# Rescued Cichlids - First Time Fish Owner, 1 Month Progress



## JFourK (May 2, 2017)

Hello Everyone.
I have been debating how to make this first post because the reason why I became a Cichlid owner and everything I have done to get to my current tank setup has been a long (probably uninteresting) story&#8230;

I have never cared for/owned fish. I have a Beagle and an Eastern Box Turtle (that I have had for 30 years). BUT my girlfriend and I take in or try and take care of any animals in the neighborhood that seem displaced or hurt (usually stray cats or injured pigeons)

*Backstory:*
A guy in my office had a 25 gallon (estimate) fish tank but he has been working from home for at least 6 months. I noticed the tank was not being tended to so I would go over and feed the fish every day. In December I emailed him and said I would gladly take them home since no one else was really taking care of them. He said thanks and he would let me know&#8230;On April 8th I opened up the lid of the filter and there was almost no water passing through it. The filter pads were covered in this brown sludge. I said fuck this and decided I was just going to take them with me.
I went to the nearest pet store, which is a Petco, and one of the guys there was incredibly helpful. Told me what to do (how to transport them in a large bucket, KEEP as much old water as possible, DO NOT change the filter pads YET, and Clean the tank and parts as best as possible). I broke down the tank got the fish situated in the car and went back to Petco to see if I should just go with a new tank, at least. The guy at Petco was SHOCKED by how many fish were in the tank (more on that later) and said I absolutely needed a new tank. So I got a 38 Gallon Tank. Got them home and spent the next few hours setting everything up.






*TANK 1:*
The fish were in the 38 gallon tank for one week before I started to get the feeling the tank was too small. It was hard to count how many were in there though. I setup a tripod and took pictures of them while they were eating and looked at the pictures on my computer. I estimated that there were 30 Cichlids..ranging in size from half inch to 2 1/2 inches. I asked and showed pictures to every single local pet store and they all agreed. I was over my limit or absolutely at my limit.

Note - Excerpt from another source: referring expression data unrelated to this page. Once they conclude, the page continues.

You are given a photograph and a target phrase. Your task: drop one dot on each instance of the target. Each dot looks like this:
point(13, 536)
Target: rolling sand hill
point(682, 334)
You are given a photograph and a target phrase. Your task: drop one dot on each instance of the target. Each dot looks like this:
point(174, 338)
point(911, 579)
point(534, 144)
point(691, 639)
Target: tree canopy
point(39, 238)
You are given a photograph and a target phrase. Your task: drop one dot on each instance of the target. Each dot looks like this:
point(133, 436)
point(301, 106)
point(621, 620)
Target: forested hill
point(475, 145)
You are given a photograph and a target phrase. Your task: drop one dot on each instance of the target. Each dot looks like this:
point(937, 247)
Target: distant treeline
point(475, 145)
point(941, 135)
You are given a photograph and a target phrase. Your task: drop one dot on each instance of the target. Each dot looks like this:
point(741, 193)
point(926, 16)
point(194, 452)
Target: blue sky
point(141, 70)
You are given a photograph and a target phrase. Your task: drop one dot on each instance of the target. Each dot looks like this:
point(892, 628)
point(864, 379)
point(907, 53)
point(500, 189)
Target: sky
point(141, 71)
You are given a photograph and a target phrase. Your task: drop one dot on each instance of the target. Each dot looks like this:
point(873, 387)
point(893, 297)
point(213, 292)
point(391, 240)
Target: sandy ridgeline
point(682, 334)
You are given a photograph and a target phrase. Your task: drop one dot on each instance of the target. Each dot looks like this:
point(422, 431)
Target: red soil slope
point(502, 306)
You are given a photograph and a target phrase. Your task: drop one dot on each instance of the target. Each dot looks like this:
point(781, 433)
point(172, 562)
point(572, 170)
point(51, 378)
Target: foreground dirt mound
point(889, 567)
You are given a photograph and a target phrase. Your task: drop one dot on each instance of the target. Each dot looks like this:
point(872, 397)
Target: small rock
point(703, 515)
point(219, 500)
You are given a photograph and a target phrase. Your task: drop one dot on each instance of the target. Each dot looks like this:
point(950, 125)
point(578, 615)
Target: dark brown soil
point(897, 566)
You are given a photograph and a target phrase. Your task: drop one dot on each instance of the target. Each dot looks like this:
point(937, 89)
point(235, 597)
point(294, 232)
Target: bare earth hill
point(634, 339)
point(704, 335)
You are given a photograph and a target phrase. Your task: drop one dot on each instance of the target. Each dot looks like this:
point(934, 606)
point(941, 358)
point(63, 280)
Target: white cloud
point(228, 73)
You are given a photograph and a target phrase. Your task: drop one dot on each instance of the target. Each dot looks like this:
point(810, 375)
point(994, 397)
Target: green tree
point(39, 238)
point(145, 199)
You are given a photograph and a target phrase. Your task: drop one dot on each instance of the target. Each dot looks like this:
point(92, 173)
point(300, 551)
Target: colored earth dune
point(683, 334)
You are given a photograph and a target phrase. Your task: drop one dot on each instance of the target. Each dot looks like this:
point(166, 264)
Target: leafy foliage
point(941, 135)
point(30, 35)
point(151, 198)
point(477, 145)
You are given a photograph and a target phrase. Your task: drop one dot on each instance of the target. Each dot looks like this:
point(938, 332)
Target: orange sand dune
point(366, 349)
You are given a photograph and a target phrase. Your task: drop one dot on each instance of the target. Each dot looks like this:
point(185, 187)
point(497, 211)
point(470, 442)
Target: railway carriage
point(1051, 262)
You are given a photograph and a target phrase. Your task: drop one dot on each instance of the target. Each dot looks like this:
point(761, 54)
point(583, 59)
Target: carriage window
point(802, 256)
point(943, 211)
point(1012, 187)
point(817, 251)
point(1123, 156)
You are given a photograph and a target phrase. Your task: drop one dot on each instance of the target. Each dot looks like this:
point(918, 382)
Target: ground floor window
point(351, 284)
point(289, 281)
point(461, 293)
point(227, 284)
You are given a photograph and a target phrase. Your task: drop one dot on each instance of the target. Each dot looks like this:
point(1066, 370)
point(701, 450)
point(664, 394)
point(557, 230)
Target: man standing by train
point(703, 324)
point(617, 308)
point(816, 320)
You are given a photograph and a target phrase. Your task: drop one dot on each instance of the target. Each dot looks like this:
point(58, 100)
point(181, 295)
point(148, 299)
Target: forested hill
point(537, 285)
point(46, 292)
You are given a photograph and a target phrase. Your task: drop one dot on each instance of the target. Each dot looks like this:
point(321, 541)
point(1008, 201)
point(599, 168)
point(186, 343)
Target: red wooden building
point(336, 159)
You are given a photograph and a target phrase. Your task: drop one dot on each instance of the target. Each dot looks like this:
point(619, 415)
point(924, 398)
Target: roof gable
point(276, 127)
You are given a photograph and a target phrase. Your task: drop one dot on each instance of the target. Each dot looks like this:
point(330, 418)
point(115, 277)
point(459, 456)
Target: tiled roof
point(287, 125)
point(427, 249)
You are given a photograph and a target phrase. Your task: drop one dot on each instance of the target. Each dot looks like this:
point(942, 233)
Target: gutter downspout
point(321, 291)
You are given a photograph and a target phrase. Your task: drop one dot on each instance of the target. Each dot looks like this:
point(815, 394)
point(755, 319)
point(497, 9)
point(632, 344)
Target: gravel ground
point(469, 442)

The overcrowding PLUS not being able to get the NITRATES down (more on that later) was enough for me to move them over to a 55 gallon tank&#8230;which is the biggest I can fit in my apartment in the space available.



*Regarding the OLD FILTER:*
Penguin 350
I replaced 1 pad in Week 2 and the other pad in Week 3.
In Week 3 I also cleaned the the **** out of the filter.
Also..The Bio Wheels were missing when I took them so I bought 2 new Bio Wheels.

*TANK 2 (Current Tank, Current Setup):*
55 Gallon Tank
2 x Penguin 350 Filters
4 New Filter Pads
4 New Bio Wheels
2 Chambers = Fluval Bio Max (Media Bag)
2 Chambers = Seachem DeNitrate (Media Bag)

NOT using the Mid Tank Extension Arm (was told it decreases the pressure)

2x Corner Filters
-For Oxygen
- Crushed Coral

New Heater
New Air Pump

11 Lava Rocks from old Tanks (not cleaned)

CaribSea Eco-Complete African Cichlid Substrate
Crushed Coral mixed into the Substrate

NOTE: The tank is VERY empty right now. I had plants and stuff in there but I just didn't like it.
For whatever reason Lava Rocks with holes in them are hard to find around here..I am going to 
a full on Tropical Fish store this week in New Jersey to look for them. I want to build a really nice
series of caves of the guys right in the middle of the tank.



Finally...Tank 1 is Empty now and I CANT WAIT to get that going this summer. I am in love with this hobby now.

===============
QUESTIONS/HELP:

*Nitrates. *Ammonia and Nitrites are 0. I have been doing water changes EVERY week because the Nitrates seems really, really high.
I can't get them down below 80ppg. I added in that Seachem DeNitrate hoping it would help but it seems like it's not working.
Question is Should I be worried about the Nitrates now? Or is this part of the process? If I should be worried what can I do besides weekly water changes?

*Aquarium Salt. *Amongst the things I scavenged from the old setup was a carton of API Aquarium Salt. I see a lot of debate online if it's necessary.
What should I do? Does it make a difference?

*Spawning.* There is one fish, a bigger one, who keeps digging these holes. He moves the substrate around all the time. We have a feeling it's to have some babies.
IF this is the case...what the **** do I do?? I have the empty tank as mentioned above and can get that ready if need be.


----------



## kelih (May 6, 2017)

:thumb: :thumb: Great job for helping those fish and it looks like you have a great tank going. You could use a background or just paint the back of the tank black would bring out the colours of the fish much more.


----------



## tanker3 (May 18, 2015)

Nitrates at 80ppm is too high. Did you measure you "incoming" water? It may already be in your tap water.
I have never used aquarium salts, do not see the need for them. 
African cichlids dig all the time, it is in their genes. 
If you cannot handle **** (babies) yet, they let nature take it's course. My fish breed all the time, but I do not try and save any fry (except my Saulosi, I want those fry).


----------



## DJRansome (Oct 29, 2005)

I agree with tanker3. Further I would do daily 50% partial water changes until you get the nitrates down to 10ppm.


----------



## JFourK (May 2, 2017)

@keith. Thanks! I actually have this LED lightbar behind the tank that cycles through different colors or stays as one color. It looks really good...if it wasn't for that I would have probably painted the back of the tank.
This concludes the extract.